One of the earliest stories adapted was The Amazing Spider-Man #13, "The Menace of...Mysterio!" The animated adaptation aired on February 25, 1995, featuring a script from John Semper, Jr., Marv Wolfman, and Stan Berkowitz. While some of the villain introductions varied greatly from the comics canon (we're looking at you, Electro), Mysterio's story hews close to the original comic.  The plot begins with a daring robbery at a New York museum's Egyptian display.  A robbery committed by the amazing Spider-Man!

This is all news to Peter Parker, who's asleep upstairs at Aunt May's home. A phone call awakens him the next morning. It's MJ, rather aggressively suggesting they go on a date. Their phone conversation is a little unusual, with MJ carrying on the dialogue while in the midst of her workout routine.

This is all sanitized for Saturday morning, but it certainly seems as if the producers were working in some of the MJ cheesecake shots that were so prominent in the comics from the late '80s to early '90s. It might be the only time the show made a conscious attempt at sexualizing MJ--she's not exactly a bombshell for most of the series.

Anyway, an enthused Peter goes downstairs and soon has his spirits crushed. Aunt May is watching news footage of the robbery.  And, naturally, she views it as more evidence that this Spider-Man is very bad indeed. Peter, incredulous, goes to the museum to investigate.  There, he runs into NYPD Lieutenant Terri Lee.

Terri's an original creation of the cartoon's, apparently a substitute for Jean DeWolff. DeWolff was another reluctant female NYPD ally of Spidey's from the comics. She was killed off in the mid-1980s, and never appeared on the series. If it's true Gwen Stacy never appeared because Stan Lee didn't want kids to become invested in a character only to learn she's now dead in the comics...it's possible DeWolff was "banned" for similar reasons.

Lt. Lee is irritated by Peter's clumsy attempt at stealing evidence from the scene, but soon comes to view him as an important resource on all things Spider-Man. She's attempting to drag Peter downtown when Mysterio makes his first official appearance. He amuses the museum crowd with special effects tricks, and makes his exit by embarrassing Spider-Man with an illusion.

With Lt. Lee's help, Peter continues to investigate the imposter, who he soon discerns is Mysterio. J. Jonah Jameson eats up Mysterio's declaration that he's going to take in the criminal Spider-Man, declaring Mysterio the true hero. Along the way, we have two flashbacks.

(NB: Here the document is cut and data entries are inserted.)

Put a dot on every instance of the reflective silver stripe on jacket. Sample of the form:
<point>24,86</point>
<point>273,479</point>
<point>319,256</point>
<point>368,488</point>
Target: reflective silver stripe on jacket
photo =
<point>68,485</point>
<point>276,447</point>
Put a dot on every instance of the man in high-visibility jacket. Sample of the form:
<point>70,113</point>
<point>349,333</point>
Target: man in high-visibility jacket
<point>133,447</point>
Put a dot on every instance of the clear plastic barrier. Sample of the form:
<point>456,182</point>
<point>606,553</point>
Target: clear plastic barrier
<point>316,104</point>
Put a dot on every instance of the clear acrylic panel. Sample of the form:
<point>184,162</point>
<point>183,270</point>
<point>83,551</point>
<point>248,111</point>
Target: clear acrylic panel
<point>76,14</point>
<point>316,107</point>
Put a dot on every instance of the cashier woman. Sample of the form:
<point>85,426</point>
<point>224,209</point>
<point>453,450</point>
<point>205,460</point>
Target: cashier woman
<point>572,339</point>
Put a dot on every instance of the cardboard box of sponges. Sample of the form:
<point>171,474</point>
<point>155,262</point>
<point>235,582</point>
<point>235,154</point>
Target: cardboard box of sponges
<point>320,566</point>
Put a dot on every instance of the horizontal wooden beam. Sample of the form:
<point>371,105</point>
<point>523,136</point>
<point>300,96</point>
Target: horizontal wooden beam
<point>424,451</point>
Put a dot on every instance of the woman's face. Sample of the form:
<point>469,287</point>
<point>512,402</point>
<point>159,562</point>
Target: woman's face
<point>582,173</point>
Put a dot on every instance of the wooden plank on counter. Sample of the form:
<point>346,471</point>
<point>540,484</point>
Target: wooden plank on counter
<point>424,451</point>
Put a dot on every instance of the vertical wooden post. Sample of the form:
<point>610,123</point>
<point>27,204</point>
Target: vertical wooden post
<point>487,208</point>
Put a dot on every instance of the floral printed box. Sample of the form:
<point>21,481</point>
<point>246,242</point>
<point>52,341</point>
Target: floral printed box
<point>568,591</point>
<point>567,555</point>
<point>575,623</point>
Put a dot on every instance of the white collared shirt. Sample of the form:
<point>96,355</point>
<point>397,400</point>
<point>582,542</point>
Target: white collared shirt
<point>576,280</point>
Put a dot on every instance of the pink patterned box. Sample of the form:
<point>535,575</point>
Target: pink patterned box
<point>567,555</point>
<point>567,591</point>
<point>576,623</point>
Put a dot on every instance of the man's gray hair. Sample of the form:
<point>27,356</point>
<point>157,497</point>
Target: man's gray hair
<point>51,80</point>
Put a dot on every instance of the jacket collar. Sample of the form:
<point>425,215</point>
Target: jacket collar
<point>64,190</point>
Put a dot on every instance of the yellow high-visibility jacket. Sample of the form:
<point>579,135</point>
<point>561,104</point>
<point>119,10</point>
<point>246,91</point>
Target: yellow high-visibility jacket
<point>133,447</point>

One has Peter reminiscing on his origin, a first for the show. (He appears in the pilot already well along in his career, it seems.) It's pretty loyal to the traditional comics origin, although the same model for College Peter is used, implying he was never Spider-Man while in high school. (He's even in the same shirt he always wears.) Another alteration is the elimination of Spidey's stints on Ed Sullivan-style variety shows. A wrestling career takes its place, which makes sense. Variety shows were quite dead by the 1990s, while professional wrestling remained popular. You see a similar move in the 2002 film; treating Spidey's one wrestling match from his comics origin as his "showbiz" career.

The second flashback established why Mysterio is determined to ruin Spider-Man's reputation. NYPD file footage reveals Mysterio as Quentin Beck, a special effects expert who botched a job during a movie shoot on the Brooklyn Bridge. Spider-Man's appearance saved lives, but also exposed Beck's recklessness. He was arrested, served a year in prison, and now holds a grudge.

He's also holding on to the most stereotypical of all '90s "Hollywood type" hairstyles. Bleach blond hair pulled into a short ponytail. Yikes.

Peter's frustration with Mysterio's frame job, and his missed date with MJ, causes him to give up his life as Spider-Man. It's a guilt trip from Lt. Lee, and his memory of Uncle Ben's "great power" speech, that inspires him to keep going.

In the end, Mysterio is apprehended at his abandoned movie studio hideout, Jameson is humbled, and MJ agrees to give Peter a second chance. Yay, happy endings.